I had a notion of trolling along the north shore of Ralph Bice, so Jiblets and I broke from the main group struck out on our own. At least I think Jiblets came along, I was so busy looking forward that I never saw him. The north shore was a little out of the way, but with our kayak paddles, I wasn't too worried. Always a purist, I normally scorned kayak paddles in favour of the traditional canoe paddle, but I have to admit I was very impressed with how effective they were in making light work of paddling a well trimmed canoe into the wind. Crossing to the north side in strong winds and moderately heavy seas didn't worry me too much; the Swift Shearwater handled the conditions very well, but it was the large line of reefs that loomed up out of the depths to just below the surface that got me concerned. I didn't relish the idea of running aground or trying to work free a snagged lure as my canoe turned broadside to the wind and bounced around on those dark, cold swells. Up ahead the large rock I noticed on the way in now had waves breaking against it, but it wasn't until I got closer that I saw that it was surrounded by smaller waves breaking on rocks just below the surface. On a placid day, it would be fun to explore the area, in this weather it would be folly. I turned to cross the lake back to the southern shore.

Far ahead Keg and Bubba pulled in for lunch at the same campsite we had stopped at on the way in. Soon they were joined by Iguana who had just powered his way up the lake. I was next to land, followed by Jiblets and finally Quiet bringing up the rear. After a breather and a group photo, we hit the water again for our last push home. I threw out my line with the intention of trolling up the shoreline to our next portage. It wasn't long however before I felt a solid hit on my line. After a short fight I landed first one laker, then another and then another, each larger than the last. Each time I'd be blown back down the lake, bobbing up and down on the swell, so by the time I finally reached the portage, the rest of the gang had already gone on ahead. Only Jiblets was in sight and soon even he disappeared down the trail just as I was pulling up.

Another lake and other portage and we had our last short lake in sight.
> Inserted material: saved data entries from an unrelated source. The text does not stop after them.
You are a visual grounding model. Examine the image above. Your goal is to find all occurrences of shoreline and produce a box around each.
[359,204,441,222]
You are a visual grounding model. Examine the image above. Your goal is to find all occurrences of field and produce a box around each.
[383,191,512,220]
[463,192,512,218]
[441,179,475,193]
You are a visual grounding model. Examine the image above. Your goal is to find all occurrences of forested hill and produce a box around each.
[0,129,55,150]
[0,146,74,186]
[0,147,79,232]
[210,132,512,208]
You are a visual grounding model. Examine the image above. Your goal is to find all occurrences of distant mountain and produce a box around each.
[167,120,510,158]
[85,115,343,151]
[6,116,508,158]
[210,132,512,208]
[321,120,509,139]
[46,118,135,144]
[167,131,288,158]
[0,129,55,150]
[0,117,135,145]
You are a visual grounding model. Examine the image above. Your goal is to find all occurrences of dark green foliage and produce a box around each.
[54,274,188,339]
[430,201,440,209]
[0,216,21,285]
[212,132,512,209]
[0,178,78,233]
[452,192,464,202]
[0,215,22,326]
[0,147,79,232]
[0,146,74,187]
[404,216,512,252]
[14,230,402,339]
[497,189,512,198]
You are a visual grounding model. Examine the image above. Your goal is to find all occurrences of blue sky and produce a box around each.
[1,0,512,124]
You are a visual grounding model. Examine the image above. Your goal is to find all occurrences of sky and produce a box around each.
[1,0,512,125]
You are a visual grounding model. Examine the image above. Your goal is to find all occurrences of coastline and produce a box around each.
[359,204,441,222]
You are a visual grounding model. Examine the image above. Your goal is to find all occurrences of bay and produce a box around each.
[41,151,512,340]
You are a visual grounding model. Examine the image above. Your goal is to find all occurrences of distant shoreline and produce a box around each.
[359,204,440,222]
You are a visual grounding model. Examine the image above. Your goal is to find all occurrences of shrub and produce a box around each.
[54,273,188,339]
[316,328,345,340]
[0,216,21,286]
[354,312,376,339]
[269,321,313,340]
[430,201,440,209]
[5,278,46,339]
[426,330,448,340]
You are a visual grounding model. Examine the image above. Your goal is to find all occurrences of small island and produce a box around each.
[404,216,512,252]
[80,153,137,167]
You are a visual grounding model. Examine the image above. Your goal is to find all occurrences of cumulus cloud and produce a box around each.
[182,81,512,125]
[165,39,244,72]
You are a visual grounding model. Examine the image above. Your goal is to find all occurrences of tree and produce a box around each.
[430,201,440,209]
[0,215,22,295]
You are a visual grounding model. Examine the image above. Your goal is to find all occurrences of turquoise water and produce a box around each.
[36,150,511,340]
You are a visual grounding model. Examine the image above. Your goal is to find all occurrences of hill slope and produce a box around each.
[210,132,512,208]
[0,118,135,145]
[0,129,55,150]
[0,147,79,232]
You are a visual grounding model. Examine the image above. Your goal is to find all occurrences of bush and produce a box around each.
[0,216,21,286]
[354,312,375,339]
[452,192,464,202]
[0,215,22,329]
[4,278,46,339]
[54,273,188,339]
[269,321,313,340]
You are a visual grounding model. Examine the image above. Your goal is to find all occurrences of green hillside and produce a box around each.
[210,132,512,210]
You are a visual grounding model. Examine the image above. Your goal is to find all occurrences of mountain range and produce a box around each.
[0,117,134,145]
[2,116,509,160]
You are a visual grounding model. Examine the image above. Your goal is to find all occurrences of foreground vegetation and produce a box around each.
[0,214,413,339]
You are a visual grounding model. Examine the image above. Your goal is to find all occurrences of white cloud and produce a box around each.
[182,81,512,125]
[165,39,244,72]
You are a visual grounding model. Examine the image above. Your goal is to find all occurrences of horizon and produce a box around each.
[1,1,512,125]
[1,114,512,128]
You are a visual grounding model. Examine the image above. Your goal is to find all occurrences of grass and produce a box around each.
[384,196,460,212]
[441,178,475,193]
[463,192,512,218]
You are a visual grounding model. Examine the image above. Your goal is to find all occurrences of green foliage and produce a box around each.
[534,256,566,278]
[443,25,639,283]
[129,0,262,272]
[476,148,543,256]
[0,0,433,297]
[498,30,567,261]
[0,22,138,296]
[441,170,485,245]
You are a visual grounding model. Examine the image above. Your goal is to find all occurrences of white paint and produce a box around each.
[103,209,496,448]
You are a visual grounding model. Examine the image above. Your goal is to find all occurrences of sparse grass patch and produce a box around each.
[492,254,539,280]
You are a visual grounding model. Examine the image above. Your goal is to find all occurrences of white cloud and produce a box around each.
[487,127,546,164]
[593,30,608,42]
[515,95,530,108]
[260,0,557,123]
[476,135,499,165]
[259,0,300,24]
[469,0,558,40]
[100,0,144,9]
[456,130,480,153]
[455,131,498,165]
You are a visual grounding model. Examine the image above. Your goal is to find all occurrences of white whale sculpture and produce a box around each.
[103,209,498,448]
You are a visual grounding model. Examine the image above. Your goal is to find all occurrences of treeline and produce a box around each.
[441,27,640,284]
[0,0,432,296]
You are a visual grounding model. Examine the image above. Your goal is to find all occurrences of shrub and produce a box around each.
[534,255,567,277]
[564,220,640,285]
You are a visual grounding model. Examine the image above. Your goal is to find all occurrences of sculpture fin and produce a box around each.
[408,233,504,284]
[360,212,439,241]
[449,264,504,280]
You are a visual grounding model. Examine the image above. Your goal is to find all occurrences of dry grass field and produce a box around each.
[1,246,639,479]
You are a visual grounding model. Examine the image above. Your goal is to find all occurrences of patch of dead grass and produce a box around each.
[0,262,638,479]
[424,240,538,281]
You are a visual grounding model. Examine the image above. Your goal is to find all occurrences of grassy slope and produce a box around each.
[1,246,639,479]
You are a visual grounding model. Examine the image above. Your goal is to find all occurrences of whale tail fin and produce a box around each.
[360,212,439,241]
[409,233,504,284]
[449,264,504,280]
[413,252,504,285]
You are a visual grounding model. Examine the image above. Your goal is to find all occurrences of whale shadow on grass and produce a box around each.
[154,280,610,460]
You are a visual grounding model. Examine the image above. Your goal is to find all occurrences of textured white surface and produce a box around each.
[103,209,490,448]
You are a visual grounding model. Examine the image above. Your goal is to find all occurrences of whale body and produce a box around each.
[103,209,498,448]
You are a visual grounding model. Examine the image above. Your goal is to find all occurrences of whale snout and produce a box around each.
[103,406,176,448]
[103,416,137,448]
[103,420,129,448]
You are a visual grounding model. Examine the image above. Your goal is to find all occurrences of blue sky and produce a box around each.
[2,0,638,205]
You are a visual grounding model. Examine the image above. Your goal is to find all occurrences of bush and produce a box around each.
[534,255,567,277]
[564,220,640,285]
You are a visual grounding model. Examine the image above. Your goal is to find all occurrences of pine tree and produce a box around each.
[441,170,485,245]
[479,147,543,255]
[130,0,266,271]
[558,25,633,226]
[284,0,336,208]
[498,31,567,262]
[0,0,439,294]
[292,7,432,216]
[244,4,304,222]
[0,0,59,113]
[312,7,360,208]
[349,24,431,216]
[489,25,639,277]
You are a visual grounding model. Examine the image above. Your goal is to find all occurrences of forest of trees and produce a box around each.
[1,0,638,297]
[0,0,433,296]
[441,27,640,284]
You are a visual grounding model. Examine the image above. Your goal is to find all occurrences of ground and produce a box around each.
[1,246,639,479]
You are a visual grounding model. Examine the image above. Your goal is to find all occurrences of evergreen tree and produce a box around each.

A very short paddle later and the sand was grinding under my canoe as I pulled in beside the Access Point docks. Everyone had already taken their gear up to the car park and were in various stages of getting ready to depart. I filled a large dry bag with lake water and put the fish inside, we'd get some ice on the way out.

Bubba, Keg, Iguana and Quiet finished loading up their gear and started off a little ahead of Jiblets and myself. We agreed to rendezvous in Huntsville to return the canoes and then grab a quick lunch at Harveys. Jiblets and I secured our canoes to his rock solid homemade roof rack, went for a quick swim and then pulled out of the parking lot leaving Algonquin behind. Another great trip was over.